Two of these tickets are for $10,000 Match 4 prizes, both nearing reaching their expiration date at the end of April. One of those tickets was purchased at Safeway on 72nd Street East in Tacoma and must be claimed by April 22. The other was sold at Kalispel Market on South Hayford Road in Airway Heights and will expire on April 30.
The biggest of the three is a $617,500 Hit 5 jackpot won by a ticket purchased at Conoco on Basin Street Southwest in Ephrata. The jackpot winner has until May 1 to claim the prize.
That's not the end of it. While there is more time on the clock to claim other prizes, it's still not much. Among the 15 large prizes valued at $10,000 or more, there are three more Hit 5 prizes that have expiration dates in the coming months: a $420,000 jackpot won by a ticket purchased in Ridgefield, which will expire in early June, and a $100,000 jackpot and $115,000 jackpot that will expire in July.
The biggest unclaimed prize in question is an $8.2 million Lotto jackpot won with a ticket sold at a retailer in Bellingham. The winner has until July 30 to validate the winning ticket.
The Lottery is "sounding the alarm" to encourage the winners to come forward, Lottery officials said in an email to Lottery Post, and they're urging players to check their tickets and collect their winnings at a regional office before 5:00 p.m. the day the ticket is set to expire.
Regional Lottery offices are located in Everett, Federal Way, Olympia, Spokane, Tri-Cities, and Vancouver and are open to the public Monday through Friday from 8:00 a.m. to 5:00 p.m. Winners of $100,000 or more should call their nearby Lottery office to schedule and appointment to make a claim.
Lottery players in Washington have 180 days from the draw date to collect draw game prizes, while scratch-off winners have 180 days from the last day of the game's ticket sales to collect their winnings.
Washington state law mandates that money from unclaimed prizes is placed into a reserve account, in which the surplus is transferred to the Washington Opportunity Pathways Account (WOPA) each June. WOPA supports education in the state, including early childhood education, college education, and vocational excellence programs.


That's just fishy. Something has to be wrong with the retail systems in Washington. So sad tho
will the expired winnings REALLY go back to the reserve fund??
* Do l claim the $9.5 million or simply forget about it.. decisions..decisions!
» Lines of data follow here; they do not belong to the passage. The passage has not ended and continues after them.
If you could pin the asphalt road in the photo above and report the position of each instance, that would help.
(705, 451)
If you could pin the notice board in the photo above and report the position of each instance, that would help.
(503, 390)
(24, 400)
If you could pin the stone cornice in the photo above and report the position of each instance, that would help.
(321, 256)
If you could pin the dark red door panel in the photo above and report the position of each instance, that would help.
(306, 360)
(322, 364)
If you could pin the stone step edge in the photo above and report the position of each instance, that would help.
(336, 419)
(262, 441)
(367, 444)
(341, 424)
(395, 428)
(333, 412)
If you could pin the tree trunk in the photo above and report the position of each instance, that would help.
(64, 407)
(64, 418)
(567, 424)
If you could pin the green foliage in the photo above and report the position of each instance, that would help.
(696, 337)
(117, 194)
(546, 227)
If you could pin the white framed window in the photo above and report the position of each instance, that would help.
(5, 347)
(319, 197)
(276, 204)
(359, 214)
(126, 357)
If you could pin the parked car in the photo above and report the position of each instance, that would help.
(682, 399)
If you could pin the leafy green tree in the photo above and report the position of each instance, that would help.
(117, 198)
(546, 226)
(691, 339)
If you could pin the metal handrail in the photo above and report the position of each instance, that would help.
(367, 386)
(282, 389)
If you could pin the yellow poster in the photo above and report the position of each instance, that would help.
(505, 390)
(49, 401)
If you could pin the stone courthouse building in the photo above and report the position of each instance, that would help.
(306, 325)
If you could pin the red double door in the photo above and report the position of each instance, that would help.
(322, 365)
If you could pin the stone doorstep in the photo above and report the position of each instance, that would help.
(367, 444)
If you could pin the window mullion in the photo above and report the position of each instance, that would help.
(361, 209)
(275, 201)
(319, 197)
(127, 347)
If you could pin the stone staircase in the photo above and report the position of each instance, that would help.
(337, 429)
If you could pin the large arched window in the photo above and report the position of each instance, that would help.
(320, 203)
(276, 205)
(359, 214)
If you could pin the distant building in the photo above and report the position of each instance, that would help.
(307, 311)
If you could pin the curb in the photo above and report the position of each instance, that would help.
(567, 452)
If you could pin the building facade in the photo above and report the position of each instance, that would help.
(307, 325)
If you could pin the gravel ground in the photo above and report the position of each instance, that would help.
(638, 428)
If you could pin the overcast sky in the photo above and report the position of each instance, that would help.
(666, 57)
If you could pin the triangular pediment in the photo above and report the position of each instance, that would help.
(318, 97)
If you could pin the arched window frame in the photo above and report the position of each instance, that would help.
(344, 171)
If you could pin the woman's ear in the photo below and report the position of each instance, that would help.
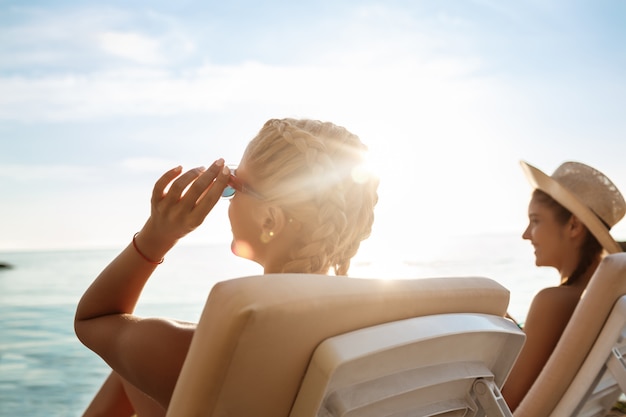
(576, 227)
(274, 220)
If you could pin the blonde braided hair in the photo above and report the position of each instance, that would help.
(315, 172)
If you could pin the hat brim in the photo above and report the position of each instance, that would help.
(563, 196)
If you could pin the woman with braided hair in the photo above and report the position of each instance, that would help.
(301, 201)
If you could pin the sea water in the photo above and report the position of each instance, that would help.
(45, 371)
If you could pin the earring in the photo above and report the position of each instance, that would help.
(267, 236)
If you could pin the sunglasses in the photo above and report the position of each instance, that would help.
(236, 185)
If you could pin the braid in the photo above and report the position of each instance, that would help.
(310, 165)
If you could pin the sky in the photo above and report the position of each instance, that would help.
(98, 99)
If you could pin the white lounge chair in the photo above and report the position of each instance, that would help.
(306, 345)
(586, 373)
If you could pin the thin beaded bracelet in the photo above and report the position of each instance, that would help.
(142, 255)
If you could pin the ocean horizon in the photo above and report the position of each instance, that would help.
(46, 371)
Maybe there is more to the story. Did these players lose their tickets, forgot they played? I know I found old lottery tickets in a purse just in time to check them. Could also be someone got sick or died.
No, there is nothing fishy about the retail system in Washington. Just like every other state, there are millions of dollars worth of unclaimed tickets that expire every year. People buy tickets put them in the glove box in their car, an old shoe box or drawer in their home and forget all about the tickets. I have read countless stories where someone was cleaning out their car one day and found a bunch of lottery tickets in the glove box. They had the tickets checked and found a major winner, days before the ticket would have expired.
A mother asked her 19 year old son to clean up his room, as he was cleaning there was a pile of lottery tickets on the floor under a pile of clothes. He took the tickets to have them checked. One of the tickets was a 100K winner. He said he owed the win to his mother because if she had not asked him to clean his room, the ticket would have expired. He said he was rewarding her with a nice vacation trip to anywhere she wanted to go.
One woman purchased a lottery ticket and put in the pocket of her jeans. She forgot all about ticket in the pocket when she washed the jeans. The drawing was held and she had the winning ticket of $26 million dollars. At that moment she remembered the ticket in the pocket of her jeans. The ticket had been destroyed. She went back to the store where she bought the ticket. She was in the video, as buying the ticket but since she did not have the physical ticket she could not claim the money. Of course the store owner got his money for selling the winning ticket but the woman got nothing.
The expiration deadline is real, and it's worth taking Washington law seriously. It's pretty clear that unclaimed prizes get forfeited 180 days after the drawing, and once that window closes, those funds are redirected to the state's education account. What's interesting about the $9.5M sitting out there is that it likely represents a mix of situations: some folks genuinely lost or misplaced tickets (like Lavender Roses mentioned), but a fair chunk probably comes from casual players who never bothered checking their numbers or forgot they even played. To gregs241's question about the reserve fund, yes, by statute, one-third of unclaimed prizes go directly to the economic development strategic reserve, and any balance over $10M gets transferred to education pathways accounts each June, so it's not just disappearing into thin air.